Edit a markdown file, save, the index updates before you’ve Alt-Tab’d back to the overlay. This is impossible at 5M chunks; it’s trivial at 50.

When to switch to dense-only or a vector DB

flowchart TD
    A[Corpus size?] -->|< 1k chunks| B[Hybrid BM25 + dense
in-memory, hot-reload] A -->|1k - 100k| C[Hybrid + on-disk dense index
FAISS, sqlite-vss] A -->|> 100k| D[Dedicated vector DB
Qdrant, Weaviate] A -->|> 10M| E[Sharded ANN + filtering pipeline]

The threshold for needing a vector DB is much higher than the marketing implies. Below ~10k chunks, hybrid retrieval in process beats anything else on latency, cost, and operational complexity combined.

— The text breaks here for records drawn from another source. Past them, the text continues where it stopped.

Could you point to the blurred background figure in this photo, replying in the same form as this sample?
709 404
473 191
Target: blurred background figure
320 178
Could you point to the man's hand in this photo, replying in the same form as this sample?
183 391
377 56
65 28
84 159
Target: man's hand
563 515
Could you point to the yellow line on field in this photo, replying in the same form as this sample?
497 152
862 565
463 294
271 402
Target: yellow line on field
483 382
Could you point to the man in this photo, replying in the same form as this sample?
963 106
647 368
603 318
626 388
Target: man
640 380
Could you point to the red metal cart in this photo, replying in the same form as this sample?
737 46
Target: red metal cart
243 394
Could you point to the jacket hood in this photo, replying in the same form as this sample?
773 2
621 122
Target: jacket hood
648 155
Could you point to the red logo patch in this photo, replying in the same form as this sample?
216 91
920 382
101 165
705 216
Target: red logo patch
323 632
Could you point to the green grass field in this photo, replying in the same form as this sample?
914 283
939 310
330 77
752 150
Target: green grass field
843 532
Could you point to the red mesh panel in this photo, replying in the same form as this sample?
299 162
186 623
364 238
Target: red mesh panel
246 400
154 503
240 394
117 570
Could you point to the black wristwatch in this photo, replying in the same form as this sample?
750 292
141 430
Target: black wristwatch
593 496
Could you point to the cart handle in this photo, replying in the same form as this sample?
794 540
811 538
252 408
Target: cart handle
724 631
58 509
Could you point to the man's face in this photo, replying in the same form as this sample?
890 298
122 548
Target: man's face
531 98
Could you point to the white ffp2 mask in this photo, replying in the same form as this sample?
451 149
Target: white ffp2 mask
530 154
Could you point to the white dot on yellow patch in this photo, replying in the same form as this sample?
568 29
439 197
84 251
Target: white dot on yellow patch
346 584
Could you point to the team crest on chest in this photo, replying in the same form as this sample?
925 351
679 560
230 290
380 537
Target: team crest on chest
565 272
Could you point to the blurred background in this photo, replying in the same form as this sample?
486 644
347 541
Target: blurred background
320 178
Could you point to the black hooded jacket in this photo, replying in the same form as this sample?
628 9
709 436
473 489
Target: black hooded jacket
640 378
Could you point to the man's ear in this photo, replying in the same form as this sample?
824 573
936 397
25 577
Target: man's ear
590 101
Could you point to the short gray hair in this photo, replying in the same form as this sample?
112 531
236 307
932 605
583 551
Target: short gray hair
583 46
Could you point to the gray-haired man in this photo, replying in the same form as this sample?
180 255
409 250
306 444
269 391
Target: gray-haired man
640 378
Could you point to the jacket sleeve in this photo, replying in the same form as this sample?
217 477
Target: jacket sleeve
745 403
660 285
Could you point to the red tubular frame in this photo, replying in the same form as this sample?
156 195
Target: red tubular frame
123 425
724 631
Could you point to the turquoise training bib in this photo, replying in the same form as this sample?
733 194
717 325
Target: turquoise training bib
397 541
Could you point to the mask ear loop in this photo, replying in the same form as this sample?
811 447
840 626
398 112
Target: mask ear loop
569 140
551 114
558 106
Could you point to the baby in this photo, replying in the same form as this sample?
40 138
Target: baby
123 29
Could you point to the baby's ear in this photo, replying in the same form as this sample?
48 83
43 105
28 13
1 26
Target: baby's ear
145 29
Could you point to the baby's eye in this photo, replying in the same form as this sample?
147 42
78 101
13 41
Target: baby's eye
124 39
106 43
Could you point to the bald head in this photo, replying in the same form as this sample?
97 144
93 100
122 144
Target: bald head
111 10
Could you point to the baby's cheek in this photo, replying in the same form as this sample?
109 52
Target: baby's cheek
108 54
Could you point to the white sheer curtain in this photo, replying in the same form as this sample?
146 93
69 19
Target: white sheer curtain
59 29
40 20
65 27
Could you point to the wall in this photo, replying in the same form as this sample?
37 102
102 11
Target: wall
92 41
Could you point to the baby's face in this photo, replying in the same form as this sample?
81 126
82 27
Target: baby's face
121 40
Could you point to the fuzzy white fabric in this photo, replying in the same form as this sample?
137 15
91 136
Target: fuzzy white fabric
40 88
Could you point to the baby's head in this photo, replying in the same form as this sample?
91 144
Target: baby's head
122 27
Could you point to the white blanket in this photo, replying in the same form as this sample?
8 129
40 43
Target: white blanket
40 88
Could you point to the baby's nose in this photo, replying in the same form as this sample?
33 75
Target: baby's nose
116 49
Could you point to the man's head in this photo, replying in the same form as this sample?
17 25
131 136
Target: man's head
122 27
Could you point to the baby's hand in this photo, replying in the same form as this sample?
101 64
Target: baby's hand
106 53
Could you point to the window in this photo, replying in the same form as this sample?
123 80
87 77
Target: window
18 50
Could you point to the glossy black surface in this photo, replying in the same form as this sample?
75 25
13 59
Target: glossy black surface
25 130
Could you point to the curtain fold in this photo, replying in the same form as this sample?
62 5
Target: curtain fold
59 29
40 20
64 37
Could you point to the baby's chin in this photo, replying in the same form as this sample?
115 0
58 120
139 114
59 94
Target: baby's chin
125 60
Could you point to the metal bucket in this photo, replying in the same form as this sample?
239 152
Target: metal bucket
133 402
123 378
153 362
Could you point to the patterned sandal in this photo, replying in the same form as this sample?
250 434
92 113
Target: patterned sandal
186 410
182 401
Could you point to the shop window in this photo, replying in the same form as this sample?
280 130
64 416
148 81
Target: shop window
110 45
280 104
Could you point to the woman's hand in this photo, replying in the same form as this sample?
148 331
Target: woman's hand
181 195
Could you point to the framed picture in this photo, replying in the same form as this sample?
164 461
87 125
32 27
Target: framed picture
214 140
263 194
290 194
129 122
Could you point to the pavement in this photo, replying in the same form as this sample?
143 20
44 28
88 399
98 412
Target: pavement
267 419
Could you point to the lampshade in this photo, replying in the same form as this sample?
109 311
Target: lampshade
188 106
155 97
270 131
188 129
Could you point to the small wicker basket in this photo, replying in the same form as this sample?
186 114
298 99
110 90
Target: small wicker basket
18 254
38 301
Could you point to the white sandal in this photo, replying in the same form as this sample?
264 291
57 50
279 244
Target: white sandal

Things that didn’t make the cut

  • Cross-encoder re-ranker. Tested, added ~150ms and ~3% recall. Not worth it at this scale.
  • Query expansion. The LLM does this implicitly — adding it in retrieval was redundant noise.
  • Chunk overlap. Tried 20% overlap, made BM25 fire twice on the same content, hurt RRF. Pure non-overlapping chunks at sentence boundaries won.

TL;DR

For corpora under ~10k chunks:

  1. Use BM25 and dense embeddings. Each catches what the other misses.
  2. Merge with RRF, not weighted scores. Stop tuning weights.
  3. Keep everything in memory. Hot-reload on file change.
  4. Run embeddings locally. The 80MB model is enough.
  5. Resist the urge to add a vector DB. You don’t need it.

The whole rag_manager.py is ~200 lines including the watcher. Total p95 retrieval latency on my machine: 47ms.